The film's ending is considered by film critic Philip French "a pivotal moment in British cinema" as he wrote in his column in The Guardian, while Danny Leigh observed that at the time of its first release, the film fed great expectations about a change in film industry: "Social mobility brought the film to life. While director John Schlesinger was solidly Hampstead, Waterhouse was a dropout from Osmondthorpe Council School, Leeds, and star Tom Courtenay the son of a Hull dockworker. As the box office boomed, a daydreamer might have conjured up a British film industry filled with working-class actors and writers, maybe even directors and producers, too."

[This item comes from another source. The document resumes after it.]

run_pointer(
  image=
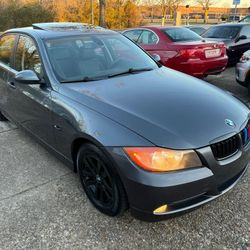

In 2020, Slant magazine considered Billy Liar heir to the innovative cinematography developed by Truffaut and its main character somewhat a precursor to A Clockwork Oranges Alex DeLarge.

 Metacritic, which uses a weighted average, assigned the a score of 79 out of 100, based on 6 critics, indicating "generally favorable" reviews.

===Box office===
The film was not a box office success. Argued Filmink "Maybe it was too depressing for a comedy, or it didn’t have enough sex. What it did have were positive reviews and an exciting new star: Julie Christie."
===Accolades===
Julie Christie was nominated for a BAFTA award for her performance as Liz. The film was also nominated for another five BAFTAs.

In 1999, the British Film Institute named Billy Liar number 76 in its list of the top 100 British films.

In 2004, Total Film named Billy Liar the 12th in its list of the greatest British Films of all time.

==Legacy==
- The Decemberists recorded a song, also titled "Billy Liar", derived from the plots of the novel and film.